NBA Wizards players John Wall and Bradley Beal served drinks and food to the families of U.S. service members.

Even when they’re eventually at full strength — point guard John Wall and center Nene are sidelined because of injuries — the Wizards still are among the NBA’s least talented teams. And after the Wizards stockpiled all those first-round picks during four consecutive trips to the draft lottery, it’s now fair to ask: Will they ever transition from rebuilding to actually winning?

At the starting line of a new season, they’ve already broken down.

Wall — by far the most skilled player in this below-average bunch — is expected to be sidelined another month because of a knee injury. Nene, second to Wall in both ability and importance to the franchise, is out indefinitely because of a foot problem. You don’t have to understand pick-and-roll defense to know that the Wizards needed Wall and Nene in Tuesday’s 94-84 season-opening loss in Cleveland.

Without Wall to direct them, the Wizards were painful to watch on offense. Shooting 35.6 percent from the field and 25 percent from beyond the three-point arc (Washington missed 24 of 32) is not a formula for sustained success at any level of the game, let alone the world’s highest. Missing Nene near the basket, the Wizards were pushed around for much of the game.
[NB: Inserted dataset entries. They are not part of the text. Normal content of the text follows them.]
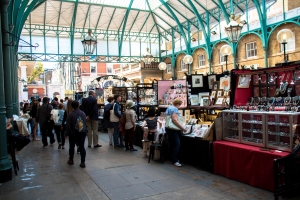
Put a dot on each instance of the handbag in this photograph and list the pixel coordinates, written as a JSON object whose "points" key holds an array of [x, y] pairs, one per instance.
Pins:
{"points": [[171, 125], [113, 117]]}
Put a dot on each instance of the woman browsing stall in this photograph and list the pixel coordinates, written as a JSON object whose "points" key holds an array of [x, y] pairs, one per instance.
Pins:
{"points": [[173, 135]]}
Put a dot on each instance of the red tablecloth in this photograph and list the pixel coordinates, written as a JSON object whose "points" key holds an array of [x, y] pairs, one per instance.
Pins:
{"points": [[245, 163]]}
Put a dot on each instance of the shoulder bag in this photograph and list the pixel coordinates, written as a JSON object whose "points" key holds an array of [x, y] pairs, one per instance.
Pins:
{"points": [[113, 117], [171, 125]]}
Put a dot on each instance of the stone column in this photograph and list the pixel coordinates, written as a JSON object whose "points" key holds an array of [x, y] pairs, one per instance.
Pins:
{"points": [[5, 167]]}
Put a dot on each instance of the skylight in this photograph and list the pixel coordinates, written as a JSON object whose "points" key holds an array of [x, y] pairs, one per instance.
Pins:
{"points": [[137, 4]]}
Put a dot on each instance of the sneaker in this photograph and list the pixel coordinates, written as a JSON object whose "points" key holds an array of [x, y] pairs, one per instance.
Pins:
{"points": [[177, 164], [70, 162], [133, 149], [82, 165]]}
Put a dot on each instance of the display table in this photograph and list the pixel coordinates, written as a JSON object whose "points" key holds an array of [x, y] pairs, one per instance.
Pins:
{"points": [[245, 163]]}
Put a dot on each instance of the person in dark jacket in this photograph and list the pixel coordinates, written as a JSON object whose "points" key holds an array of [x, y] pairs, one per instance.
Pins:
{"points": [[75, 136], [109, 125], [117, 112], [90, 107], [41, 117]]}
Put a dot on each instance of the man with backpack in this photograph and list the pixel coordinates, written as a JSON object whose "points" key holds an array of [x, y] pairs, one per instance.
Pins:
{"points": [[76, 130], [90, 108]]}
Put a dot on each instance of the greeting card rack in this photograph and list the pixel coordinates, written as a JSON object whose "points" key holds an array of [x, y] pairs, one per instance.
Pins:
{"points": [[146, 98]]}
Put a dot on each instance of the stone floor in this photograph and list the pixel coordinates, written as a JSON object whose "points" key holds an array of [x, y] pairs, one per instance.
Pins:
{"points": [[115, 174]]}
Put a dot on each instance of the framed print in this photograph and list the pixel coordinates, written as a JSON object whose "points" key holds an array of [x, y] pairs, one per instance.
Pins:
{"points": [[180, 112], [169, 69], [186, 112], [192, 117], [225, 83], [183, 66], [200, 97], [226, 93], [244, 81], [213, 93], [219, 93], [197, 80], [215, 85], [219, 101], [194, 100], [211, 80]]}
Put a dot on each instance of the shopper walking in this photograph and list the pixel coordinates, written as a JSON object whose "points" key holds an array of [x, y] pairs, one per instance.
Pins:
{"points": [[109, 125], [58, 116], [43, 115], [130, 125], [173, 135], [76, 120], [90, 108], [117, 113]]}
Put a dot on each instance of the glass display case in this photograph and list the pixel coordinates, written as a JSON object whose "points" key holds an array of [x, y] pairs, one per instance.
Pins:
{"points": [[282, 130], [252, 128], [231, 125]]}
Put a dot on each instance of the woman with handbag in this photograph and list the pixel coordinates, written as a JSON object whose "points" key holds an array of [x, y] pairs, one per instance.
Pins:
{"points": [[130, 125], [174, 127]]}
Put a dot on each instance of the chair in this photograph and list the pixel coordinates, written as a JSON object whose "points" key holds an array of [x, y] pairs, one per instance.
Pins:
{"points": [[159, 146]]}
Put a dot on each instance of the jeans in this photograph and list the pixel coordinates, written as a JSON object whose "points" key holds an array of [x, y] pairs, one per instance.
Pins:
{"points": [[60, 135], [80, 138], [92, 126], [174, 144], [116, 133], [46, 132], [129, 138]]}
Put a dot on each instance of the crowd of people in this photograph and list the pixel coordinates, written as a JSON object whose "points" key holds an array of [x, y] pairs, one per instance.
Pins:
{"points": [[68, 118]]}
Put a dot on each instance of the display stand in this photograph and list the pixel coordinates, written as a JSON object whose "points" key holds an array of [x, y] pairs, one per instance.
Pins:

“From a rebounding standpoint, we were just getting totally destroyed on the inside,” Coach Randy Wittman said.

Center Emeka Okafor deserves a big slice of blame for that.

The Wizards acquired Okafor and forward Trevor Ariza in the offseason in exchange for forward Rashard Lewis and a draft pick. Okafor, who has averaged 12.7 points and 10.1 rebounds in his career, is grossly overpaid; he’s guaranteed more than $28 million the next two seasons. But the Wizards are counting on Okafor, Nene and third-year post player Kevin Seraphin, who sat out the first game because of a calf injury, to provide toughness, rebounding and interior scoring.

Okafor was so ineffective that Wittman left him on the bench in the fourth quarter. In the most important stretch of the game, journeyman center Earl Barron played in place of Okafor. Obviously, one game won’t define Okafor’s season, but owner Ted Leonsis isn’t paying Okafor big bucks to sit and watch Barron play during crunch time.

Despite Okafor’s marshmallow effort, the Wizards rallied late against the Cavaliers. They just didn’t have a go-to scorer to help them finish.

When the defense tightens and pressure rises late in games, winning teams turn to players who consistently make shots. Playoff clubs generally have at least two productive late-game scorers. Three or more? That’s Miami Heat territory. On the Wizards’ active roster no one is a proven scorer.